Des équipements de première intervention indispensables

Autre faiblesse pointée par l’architecte: l’absence ou l’insuffisance des équipements de première intervention dans certains établissements. «Comment une grande salle peut-elle ne pas avoir un extincteur pour essayer de maîtriser un début de feu?», s’interroge-t-il. Pour lui, la protection civile doit devenir une véritable culture au sein de la population. Il estime également que les grands espaces recevant du public devraient disposer de dispositifs adaptés de lutte contre les incendies. «La sécurité ne doit jamais être une option ni une simple formalité administrative. Elle doit plutôt être une priorité dès la conception de chaque bâtiment», martèle Tychique Bongo.

Les autorités appelées à renforcer les contrôles

L’architecte ne se limite pas au constat. Il interpelle directement les autorités urbaines et préconise des contrôles réguliers dans les bâtiments commerciaux et autres espaces recevant du public. «Les autorités doivent organiser régulièrement des contrôles rigoureux dans les salles commerciales et autres espaces recevant du public, afin de vérifier celles qui respectent les normes architecturales. Ce contrôle préventif éviterait bien des drames», plaide-t-il. Tychique Bongo dénonce, dans le même temps, le désordre urbanistique qui caractérise certaines zones de Kinshasa. Il relève notamment les constructions qui empiètent sur le domaine de l’État, malgré les autorisations de lotir et de bâtir délivrées par les services compétents.

Le Nigeria comme point de comparaison

Pour illustrer la nécessité d’un meilleur respect des règles, l’architecte évoque également son expérience au Nigeria. «Le respect des normes de construction est devenu un véritable casse-tête en RD-Congo. Un client nigérian dont j’ai conçu la maison m’a dit qu’au Nigeria, il est interdit d’acheter une demi-parcelle, alors qu’à Kinshasa, c’est monnaie courante. À terme, cela engendre de sérieux problèmes», raconte-t-il. Il évoque également la nécessité de maintenir des espaces de retrait entre les parcelles, afin de favoriser une urbanisation plus ordonnée.

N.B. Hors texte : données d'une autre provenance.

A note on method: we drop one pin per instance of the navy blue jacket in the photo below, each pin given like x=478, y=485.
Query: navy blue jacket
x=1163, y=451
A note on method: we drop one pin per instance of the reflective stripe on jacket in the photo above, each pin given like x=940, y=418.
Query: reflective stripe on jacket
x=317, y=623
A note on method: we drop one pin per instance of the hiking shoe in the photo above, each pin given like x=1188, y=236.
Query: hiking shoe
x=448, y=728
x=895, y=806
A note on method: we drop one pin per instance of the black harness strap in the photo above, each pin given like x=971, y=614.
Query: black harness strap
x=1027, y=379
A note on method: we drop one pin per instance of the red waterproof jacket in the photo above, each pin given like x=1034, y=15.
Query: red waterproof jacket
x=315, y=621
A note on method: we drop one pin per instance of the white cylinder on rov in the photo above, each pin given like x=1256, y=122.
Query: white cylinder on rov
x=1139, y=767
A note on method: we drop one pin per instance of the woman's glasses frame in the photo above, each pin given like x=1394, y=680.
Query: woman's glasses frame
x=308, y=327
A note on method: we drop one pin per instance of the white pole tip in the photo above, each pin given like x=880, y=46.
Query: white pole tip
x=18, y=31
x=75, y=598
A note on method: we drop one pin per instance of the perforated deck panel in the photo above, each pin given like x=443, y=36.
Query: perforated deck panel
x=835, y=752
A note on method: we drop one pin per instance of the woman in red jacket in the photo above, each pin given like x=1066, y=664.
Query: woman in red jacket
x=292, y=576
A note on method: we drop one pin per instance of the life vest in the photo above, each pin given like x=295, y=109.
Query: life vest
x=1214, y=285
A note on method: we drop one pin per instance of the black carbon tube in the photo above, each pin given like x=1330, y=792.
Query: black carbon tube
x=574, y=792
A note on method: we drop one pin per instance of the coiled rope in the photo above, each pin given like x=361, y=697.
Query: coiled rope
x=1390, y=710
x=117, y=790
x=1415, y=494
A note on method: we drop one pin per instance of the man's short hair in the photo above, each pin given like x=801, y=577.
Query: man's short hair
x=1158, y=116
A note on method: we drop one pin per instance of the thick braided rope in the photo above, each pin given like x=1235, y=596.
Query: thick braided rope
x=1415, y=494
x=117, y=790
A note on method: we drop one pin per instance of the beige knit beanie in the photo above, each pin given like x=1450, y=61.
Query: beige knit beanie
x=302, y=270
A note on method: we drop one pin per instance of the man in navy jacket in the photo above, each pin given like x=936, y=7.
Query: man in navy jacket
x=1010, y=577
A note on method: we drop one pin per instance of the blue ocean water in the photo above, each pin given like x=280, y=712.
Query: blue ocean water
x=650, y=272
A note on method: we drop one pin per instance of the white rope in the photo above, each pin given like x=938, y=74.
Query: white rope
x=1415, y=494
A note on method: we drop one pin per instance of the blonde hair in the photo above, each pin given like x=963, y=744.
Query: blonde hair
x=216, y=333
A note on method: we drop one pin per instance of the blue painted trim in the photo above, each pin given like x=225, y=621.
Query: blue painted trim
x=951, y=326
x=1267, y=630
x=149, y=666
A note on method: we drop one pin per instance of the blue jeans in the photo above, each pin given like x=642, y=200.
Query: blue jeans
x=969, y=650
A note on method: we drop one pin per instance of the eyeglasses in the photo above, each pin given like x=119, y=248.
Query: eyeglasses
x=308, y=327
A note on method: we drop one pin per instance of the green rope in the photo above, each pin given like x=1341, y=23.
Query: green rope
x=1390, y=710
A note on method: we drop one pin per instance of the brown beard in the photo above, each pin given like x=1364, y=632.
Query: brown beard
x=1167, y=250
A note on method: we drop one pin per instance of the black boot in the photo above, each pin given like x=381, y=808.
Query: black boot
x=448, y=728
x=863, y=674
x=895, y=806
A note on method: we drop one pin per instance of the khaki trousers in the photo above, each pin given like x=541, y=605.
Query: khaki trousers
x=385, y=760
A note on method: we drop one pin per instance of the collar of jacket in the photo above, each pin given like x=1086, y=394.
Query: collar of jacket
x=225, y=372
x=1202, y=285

«Observez les habitations de Kinshasa. Elles sont coincées les unes contre les autres, par exemple à Bandal, Lemba, Ngiri-Ngiri, et ce, dans toutes les communes. Nous réclamons simplement de l’ordre», conclut-il. Pour Tychique Bongo, le message est sans ambiguïté: la prévention doit précéder le drame. Le respect strict des normes de construction, la multiplication des issues de secours, la disponibilité des équipements de lutte contre l’incendie et le renforcement des contrôles constituent, selon lui, des impératifs pour mieux protéger les vies humaines dans les espaces recevant du public.